Un altro incontro, piuttosto inquietante, riguarda il collezionista di occhi Leo Peichl all’ospedale universitario di Francoforte sul Meno: nel suo ufficio sono conservati, in formalina o in piccole scatole di cartone, centinaia di occhi di animali diversi, dagli elefanti ai toporagni. Il professore studia la retina e i recettori che catturano la luce e cerca di ricostruire alcune tappe della storia dell’evoluzione. La storia naturale, ci spiega Kupferschmidt, rivela che negli occhi dei vertebrati, circa cinquecento milioni di anni fa esistevano quattro tipi di coni e che, mentre uccelli, pesci e rettili conservano ancora questi quattro recettori, nei mammiferi, per varie peripezie genetiche, due recettori vennero perduti e solo le scimmie – e l’uomo – riuscirono a differenziare uno dei due coni e conferire al terzo cono la capacità di recepire il rosso. Il complesso passaggio dalla retina al cervello è poi alla base della percezione delle coppie opponenti rosso-verde, blu-giallo, un tema che da più di un secolo ha sempre suscitato l’interesse dei filosofi. L’autore qui si ferma lasciando ai filosofi la costruzione di esperimenti mentali che egli giudica con un certo scetticismo. Qualche volta a ragione.

La seconda parte del libro entra nel mondo vegetale e animale. La presenza del pigmento blu nel mondo vegetale, spiega Kupferschmidt, è dovuta all’azione di un gruppo di sostanze coloranti, gli antociani (dal greco ἀνϑος ‘fiore’ e κύανος ‘azzurro’), ad esempio nei fiordalisi, nella clitoria ternatea e in altri bellissimi fiori. Ci racconta anche dei tentativi, finora falliti, della ditta giapponese Suntory di creare con modificazioni genetiche una rosa davvero blu. Diverso è invece il modo in cui si formano le tonalità blu nel mondo animale: derivano da strutture microscopiche, reticoli, creste, fossette, lamine e sfere che curvano o disperdono i raggi luminosi, come nel caso del magnifico morfo blu, una farfalla che presenta sulla superficie delle sue ali minuscole strutture a forma di albero. Le ricerche naturalistiche che l’autore ci propone con altre numerose analisi ci introducono alla scoperta di aspetti sconosciuti e curiosi delle piante e degli animali, senza minimamente distruggere il fascino del fiore blu della poesia romantica o la magia del cavallo blu di Franz Marc. 

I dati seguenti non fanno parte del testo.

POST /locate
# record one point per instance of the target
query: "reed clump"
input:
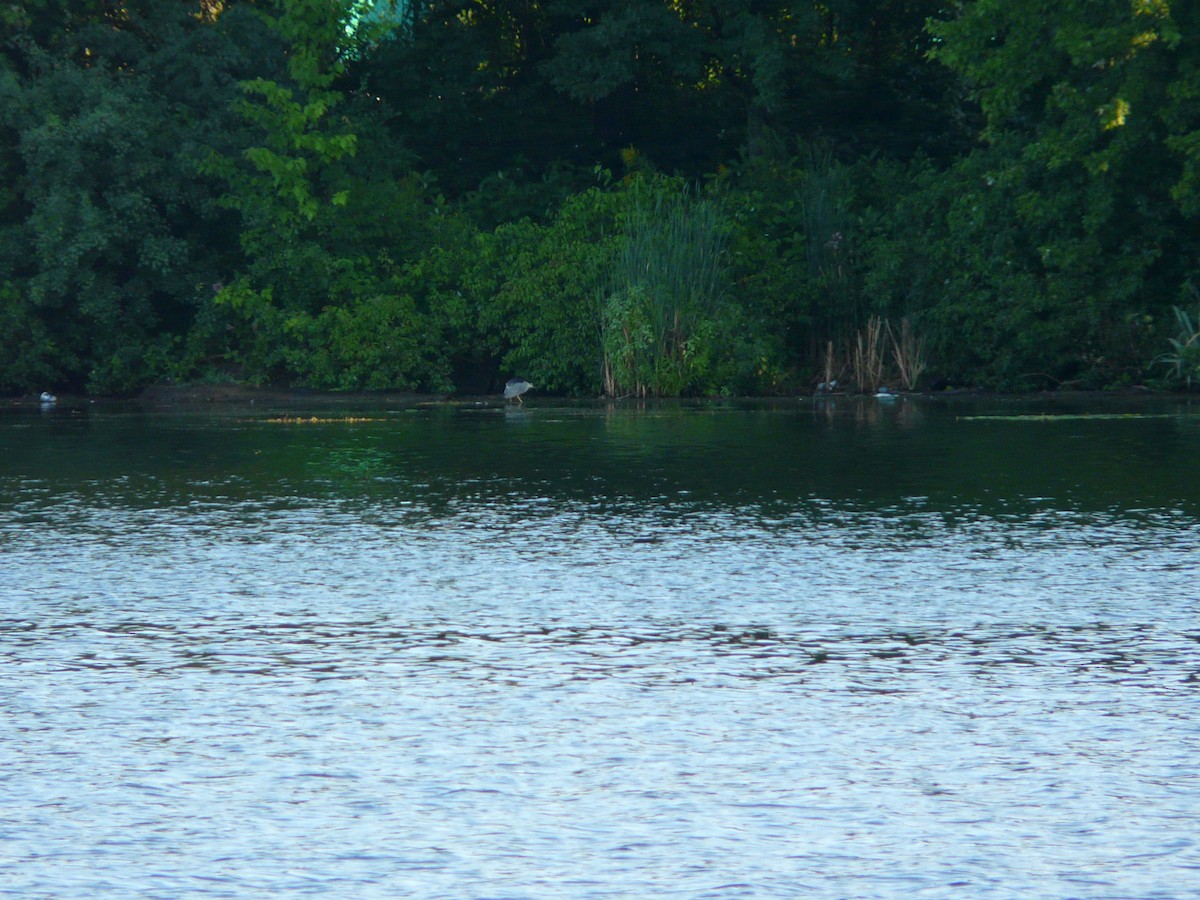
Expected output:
(661, 303)
(879, 353)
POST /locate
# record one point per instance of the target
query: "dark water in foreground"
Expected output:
(574, 652)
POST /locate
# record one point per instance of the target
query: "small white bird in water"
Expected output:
(515, 388)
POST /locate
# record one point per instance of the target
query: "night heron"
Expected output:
(515, 388)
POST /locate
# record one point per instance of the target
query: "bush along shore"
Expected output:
(663, 199)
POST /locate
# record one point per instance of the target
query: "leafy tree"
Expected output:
(109, 233)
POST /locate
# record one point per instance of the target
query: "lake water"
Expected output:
(849, 649)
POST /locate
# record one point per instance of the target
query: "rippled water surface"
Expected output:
(845, 651)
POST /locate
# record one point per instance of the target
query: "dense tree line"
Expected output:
(651, 197)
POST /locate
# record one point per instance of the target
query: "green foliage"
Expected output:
(666, 287)
(264, 190)
(1183, 359)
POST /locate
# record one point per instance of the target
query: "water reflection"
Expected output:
(568, 652)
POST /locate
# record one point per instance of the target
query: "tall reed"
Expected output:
(909, 353)
(669, 279)
(867, 358)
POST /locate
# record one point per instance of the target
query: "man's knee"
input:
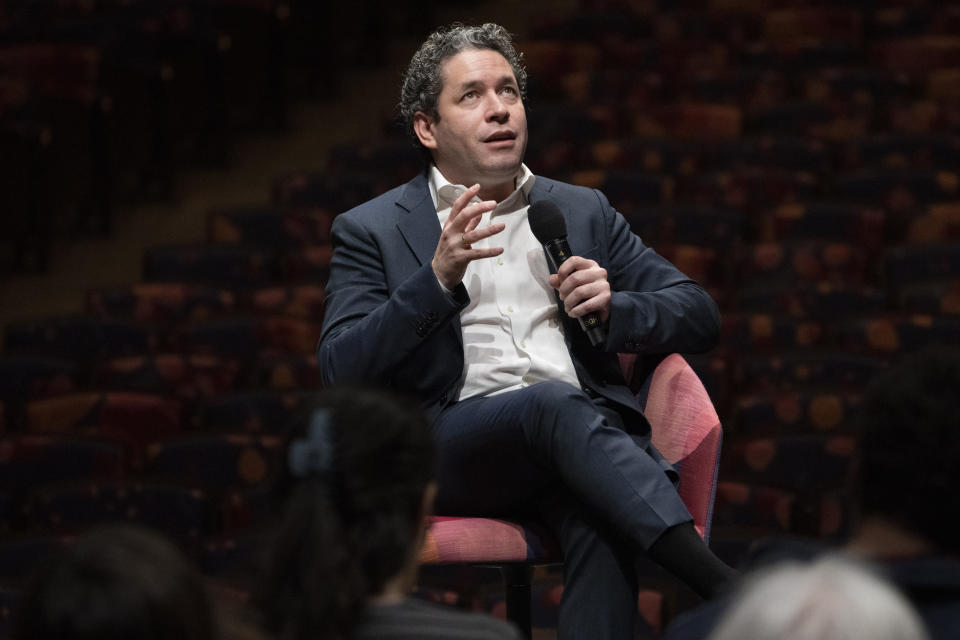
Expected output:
(555, 408)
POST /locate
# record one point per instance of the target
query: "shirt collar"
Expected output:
(444, 192)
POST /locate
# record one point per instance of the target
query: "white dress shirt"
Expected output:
(512, 335)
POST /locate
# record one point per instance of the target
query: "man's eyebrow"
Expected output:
(473, 84)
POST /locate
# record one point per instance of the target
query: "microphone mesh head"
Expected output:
(546, 221)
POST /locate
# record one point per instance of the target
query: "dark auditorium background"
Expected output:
(169, 171)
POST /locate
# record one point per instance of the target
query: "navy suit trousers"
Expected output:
(551, 453)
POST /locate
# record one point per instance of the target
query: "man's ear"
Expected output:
(423, 127)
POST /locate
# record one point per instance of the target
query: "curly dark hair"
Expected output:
(423, 80)
(350, 525)
(910, 445)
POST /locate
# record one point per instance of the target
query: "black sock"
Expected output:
(683, 552)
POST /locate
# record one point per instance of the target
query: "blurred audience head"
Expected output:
(828, 599)
(358, 484)
(117, 583)
(909, 463)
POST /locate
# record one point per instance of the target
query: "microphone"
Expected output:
(550, 230)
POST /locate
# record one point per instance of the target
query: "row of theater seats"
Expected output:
(810, 184)
(103, 103)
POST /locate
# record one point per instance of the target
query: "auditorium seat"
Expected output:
(889, 334)
(180, 512)
(163, 304)
(183, 376)
(26, 378)
(131, 420)
(770, 334)
(215, 462)
(305, 301)
(778, 413)
(29, 462)
(930, 298)
(82, 339)
(680, 224)
(270, 226)
(805, 262)
(253, 412)
(823, 301)
(827, 368)
(285, 371)
(216, 265)
(244, 337)
(809, 463)
(841, 222)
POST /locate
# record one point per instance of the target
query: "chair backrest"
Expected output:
(687, 431)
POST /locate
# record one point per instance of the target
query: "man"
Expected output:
(438, 288)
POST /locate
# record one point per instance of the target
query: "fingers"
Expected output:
(472, 234)
(583, 287)
(464, 214)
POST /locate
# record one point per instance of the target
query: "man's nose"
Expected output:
(497, 110)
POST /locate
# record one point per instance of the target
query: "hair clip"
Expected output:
(313, 454)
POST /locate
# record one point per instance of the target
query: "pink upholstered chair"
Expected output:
(686, 430)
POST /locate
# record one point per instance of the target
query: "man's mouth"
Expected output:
(501, 136)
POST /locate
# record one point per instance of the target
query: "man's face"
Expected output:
(481, 132)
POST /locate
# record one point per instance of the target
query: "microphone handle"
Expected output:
(559, 250)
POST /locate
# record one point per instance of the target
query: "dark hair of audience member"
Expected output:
(910, 445)
(352, 519)
(116, 583)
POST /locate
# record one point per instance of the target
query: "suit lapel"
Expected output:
(420, 229)
(418, 223)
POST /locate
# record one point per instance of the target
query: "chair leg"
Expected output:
(516, 581)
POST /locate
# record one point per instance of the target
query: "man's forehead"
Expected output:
(468, 66)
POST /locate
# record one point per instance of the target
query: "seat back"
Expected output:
(687, 431)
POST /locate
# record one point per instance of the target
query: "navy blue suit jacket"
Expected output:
(389, 323)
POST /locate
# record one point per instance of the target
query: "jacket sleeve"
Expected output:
(654, 307)
(369, 331)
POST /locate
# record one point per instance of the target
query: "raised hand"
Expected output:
(454, 251)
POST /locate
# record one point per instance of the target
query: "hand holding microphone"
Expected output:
(581, 283)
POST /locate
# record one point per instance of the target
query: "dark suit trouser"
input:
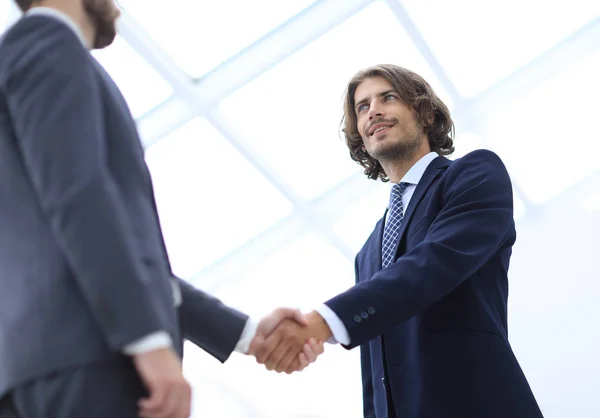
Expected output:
(100, 390)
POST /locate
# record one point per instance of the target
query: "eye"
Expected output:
(361, 107)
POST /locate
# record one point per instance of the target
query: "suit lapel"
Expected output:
(431, 173)
(375, 246)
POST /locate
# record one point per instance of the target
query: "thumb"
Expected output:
(290, 313)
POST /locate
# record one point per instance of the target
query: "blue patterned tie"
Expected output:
(392, 224)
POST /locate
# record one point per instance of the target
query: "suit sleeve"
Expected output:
(208, 323)
(365, 369)
(467, 232)
(53, 96)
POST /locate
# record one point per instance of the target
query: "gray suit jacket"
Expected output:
(83, 266)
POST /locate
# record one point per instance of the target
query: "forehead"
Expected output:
(371, 86)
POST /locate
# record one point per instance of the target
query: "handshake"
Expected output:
(288, 341)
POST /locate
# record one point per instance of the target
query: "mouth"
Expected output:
(380, 129)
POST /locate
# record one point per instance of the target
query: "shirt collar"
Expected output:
(413, 176)
(56, 14)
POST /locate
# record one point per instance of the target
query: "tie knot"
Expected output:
(398, 189)
(396, 194)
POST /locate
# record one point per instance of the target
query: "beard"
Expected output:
(103, 15)
(401, 149)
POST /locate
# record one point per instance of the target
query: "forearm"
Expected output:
(208, 323)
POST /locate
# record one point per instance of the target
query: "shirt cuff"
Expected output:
(339, 331)
(247, 336)
(151, 342)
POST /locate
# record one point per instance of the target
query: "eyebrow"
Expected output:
(382, 94)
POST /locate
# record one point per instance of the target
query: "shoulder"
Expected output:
(480, 169)
(38, 39)
(481, 160)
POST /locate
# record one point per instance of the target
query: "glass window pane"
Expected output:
(480, 42)
(5, 11)
(209, 198)
(200, 35)
(297, 105)
(542, 134)
(303, 274)
(141, 85)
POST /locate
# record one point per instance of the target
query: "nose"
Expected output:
(375, 111)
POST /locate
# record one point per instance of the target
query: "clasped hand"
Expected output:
(287, 341)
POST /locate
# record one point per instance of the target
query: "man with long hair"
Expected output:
(429, 307)
(92, 320)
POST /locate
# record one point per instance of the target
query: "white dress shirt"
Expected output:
(159, 339)
(413, 176)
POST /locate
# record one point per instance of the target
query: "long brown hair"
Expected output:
(415, 92)
(25, 5)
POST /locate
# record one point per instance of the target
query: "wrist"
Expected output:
(321, 330)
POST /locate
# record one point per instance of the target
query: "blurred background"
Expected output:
(238, 104)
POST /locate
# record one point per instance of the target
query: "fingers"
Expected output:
(311, 350)
(278, 354)
(286, 360)
(171, 402)
(289, 313)
(169, 392)
(264, 347)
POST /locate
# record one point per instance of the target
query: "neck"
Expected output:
(397, 168)
(76, 12)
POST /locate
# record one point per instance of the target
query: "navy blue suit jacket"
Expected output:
(83, 265)
(440, 310)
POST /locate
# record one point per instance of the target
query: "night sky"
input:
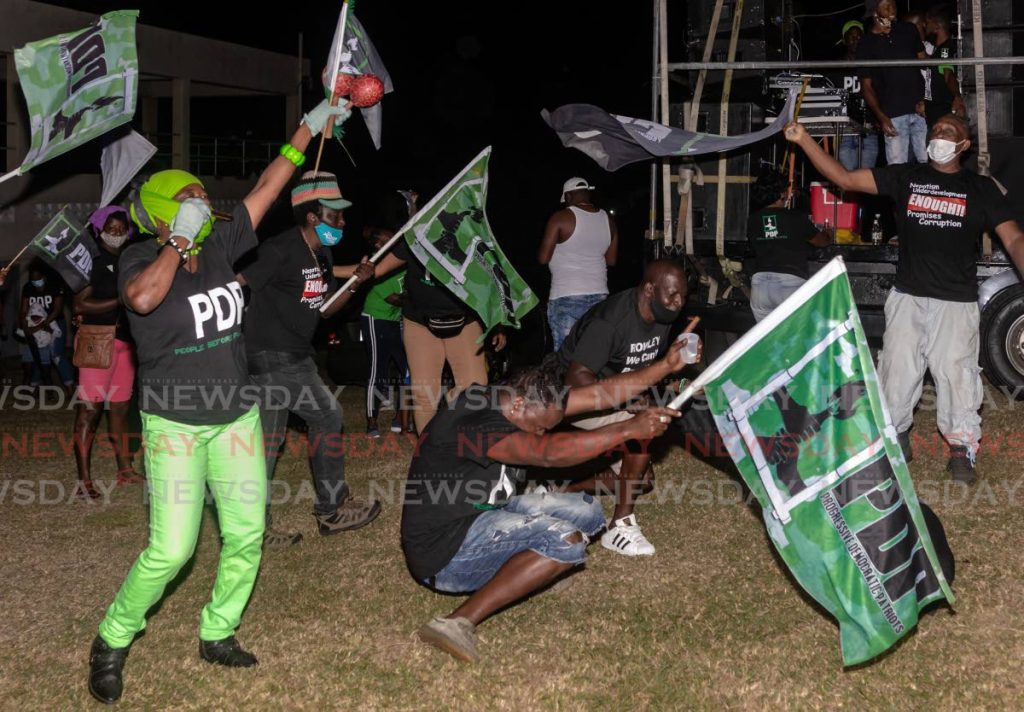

Il mondo della natura è anche il tema della mostra Dentro il colore. Attraverso la materia e la luce, allestita a Palazzo delle Albere a Trento da Michele De Lucchi e Stefano Zecchi. La bellissima locandina ci introduce al percorso che si snoda attorno a sette vulcani simbolici – bianco, rosso, giallo, verde, blu, viola e nero – che proiettano in alto filmati naturalistici centrati sui colori corrispondenti. I cento pezzi esposti provengono dal vicino Museo delle scienze; sono minerali, vegetali e animali e comprendono interessanti reperti paleontologici. Vanno dalla nera malachite alla fluorite multicolore e alla bianca predazzite delle vicine Dolomiti, dal croco viola alle foglie fossili arancioni, dal bellissimo papilio ulisse blu elettrico al terribile scorpione imperatore dalle chele nere. In molti casi però gli animali tassidermizzati hanno col tempo perso la nettezza dei colori originari; forse l’accostamento con immagini fotografiche avrebbe reso più colorato il mondo animale.